These are the complete full instructions to install LIGYSIS from scratch.
DSSP is incompatible with all other environments, and so must go on its environment of its own. You can install locally as well, all we will need is the location of the executable. The version of the libboost library must be specified to be this one, otherwise, dssp will not run.
conda create -n DSSP salilab::dssp=3.0.0 libboost=1.73.0
Installing HMMER on its own environment. Just easier...
conda create -n HMMER hmmer=3.4
The first step to install LIGYSIS is to Git Clone the repository.
# git clone LIGYSIS from repository
git clone -b running-arpeggio https://github.com/JavierSanchez-Utges/LIGYSIS.git
The following commands will crate an environment and install pdbe-arpeggio.
# install pdbe-arpeggio environment
conda create -n ARPEGGIO python=3.9 gemmi openbabel biopython -c conda-forge
# activating pdbe-arpeggio environment
conda activate ARPEGGIO
# install pdbe-arpeggio
pip install pdbe-arpeggio
# test pdbe-arpeggio with help function
pdbe-arpeggio -h
# change directory to environments directory
cd ligysis_custom/ENVS
# install DEEP_LEARNING environment
conda env create -f DEEP_LEARNING.yml
The following instructions are to install VarAlign. Fore more information refer to the VarAlign repository.
# install LIGYSIS environment
conda env create -f LIGYSIS.yml
# VarAlign installation (Grabbed from URL)
# change directory to main working directory
cd ../..
# git clone specific branch of VarAlign from repository
git clone -b JSU_branch https://github.com/bartongroup/SM_VarAlign.git
# change directory to VarAlign directory
cd SM_VarAlign
# activate varalign_env environment
conda activate LIGYSIS
# install VarAlign
pip install .
The following instructions are to install ProIntVar. Fore more information refer to the ProIntVar repository.
# ProIntVar installation (Grabbed from URL)
# change directory to main working directory
cd ..
# git clone specific branch of ProIntVar from repository
git clone -b JSU_branch https://github.com/bartongroup/ProIntVar.git
### change directory to ProIntVar directory
cd ProIntVar
# pip install ProIntVar dependencies
pip install -r requirements.txt
#then
python setup.py install
ProIntVar needs to be configured in order to run DSSP. The path to the DSSP binary must be added.

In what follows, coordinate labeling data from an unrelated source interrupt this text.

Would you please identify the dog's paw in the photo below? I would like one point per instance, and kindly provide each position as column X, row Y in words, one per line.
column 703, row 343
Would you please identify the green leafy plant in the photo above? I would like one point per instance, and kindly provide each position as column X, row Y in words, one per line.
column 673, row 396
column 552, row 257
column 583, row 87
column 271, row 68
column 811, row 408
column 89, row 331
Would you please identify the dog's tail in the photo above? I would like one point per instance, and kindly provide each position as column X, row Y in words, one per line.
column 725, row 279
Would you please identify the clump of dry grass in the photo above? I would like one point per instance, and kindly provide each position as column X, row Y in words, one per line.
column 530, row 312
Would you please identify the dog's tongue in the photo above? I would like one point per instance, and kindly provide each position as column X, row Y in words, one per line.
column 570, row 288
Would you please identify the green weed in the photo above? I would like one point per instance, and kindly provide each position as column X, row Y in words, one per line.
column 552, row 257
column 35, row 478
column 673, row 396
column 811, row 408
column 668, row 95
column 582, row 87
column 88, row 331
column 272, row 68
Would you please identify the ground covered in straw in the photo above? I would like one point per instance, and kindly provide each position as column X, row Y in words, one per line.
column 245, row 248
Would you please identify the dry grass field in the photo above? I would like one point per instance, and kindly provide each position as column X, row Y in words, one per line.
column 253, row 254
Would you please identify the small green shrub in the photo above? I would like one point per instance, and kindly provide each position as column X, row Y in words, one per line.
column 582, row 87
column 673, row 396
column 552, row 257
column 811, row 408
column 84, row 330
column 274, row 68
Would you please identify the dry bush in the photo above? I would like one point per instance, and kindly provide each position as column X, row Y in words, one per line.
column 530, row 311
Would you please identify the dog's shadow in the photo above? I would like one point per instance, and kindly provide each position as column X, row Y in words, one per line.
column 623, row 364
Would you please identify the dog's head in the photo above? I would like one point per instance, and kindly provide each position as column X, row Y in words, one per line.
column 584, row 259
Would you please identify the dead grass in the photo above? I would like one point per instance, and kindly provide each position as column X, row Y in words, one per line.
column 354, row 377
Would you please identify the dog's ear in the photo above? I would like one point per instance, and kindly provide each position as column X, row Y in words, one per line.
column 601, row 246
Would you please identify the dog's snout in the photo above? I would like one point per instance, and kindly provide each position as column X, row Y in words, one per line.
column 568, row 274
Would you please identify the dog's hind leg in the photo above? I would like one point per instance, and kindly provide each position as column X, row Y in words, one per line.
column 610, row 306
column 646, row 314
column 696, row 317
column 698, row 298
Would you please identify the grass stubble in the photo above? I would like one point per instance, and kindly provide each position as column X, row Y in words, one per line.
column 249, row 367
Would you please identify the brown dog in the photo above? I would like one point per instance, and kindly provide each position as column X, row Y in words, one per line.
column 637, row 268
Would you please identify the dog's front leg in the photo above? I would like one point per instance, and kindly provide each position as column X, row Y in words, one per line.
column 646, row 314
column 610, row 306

# change directory to VarAlign directory
cd ../SM_VarAlign
# set up ProIntVar configuration
ProIntVar-config-setup new_config.ini
# edit the following values in new_config.ini
dssp_bin = /path/to/anaconda/envs/bin/mkdssp
# Update the settings according to user preferences and push them
ProIntVar-config-load new_config.ini
The configuration file can be found here. It includes the necessary paths to databases and binaries needed to run the pipeline. It looks like this:
### LIGYSIS CONFIG FILE ###
[paths]
## BINARIES
arpeggio_python_bin =/path/to/miniconda/envs/ARPEGGIO/bin/python
arpeggio_bin = /path/to/miniconda/envs/ARPEGGIO/bin/pdbe-arpeggio
## DATABASES
ensembl_sqlite =/path/to/.varalign/ensembl_cache.sqlite
gnomad_vcf =/path/to/gnomad/gnomad.exomes.r2.0.1.sites.vcf.gz
swissprot = /path/to/swissprot.fasta
[other]
max_retry = 3
sleep_time = 0.5
### END OF CONFIG FILE ###
These are mock paths and need to be replaced with the right ones for the pipeline to run successfully.
It is necessary to apply patch to pdbe-arpeggio. pdbe-arpeggio crashes when CIF files do not present the _chem_comp.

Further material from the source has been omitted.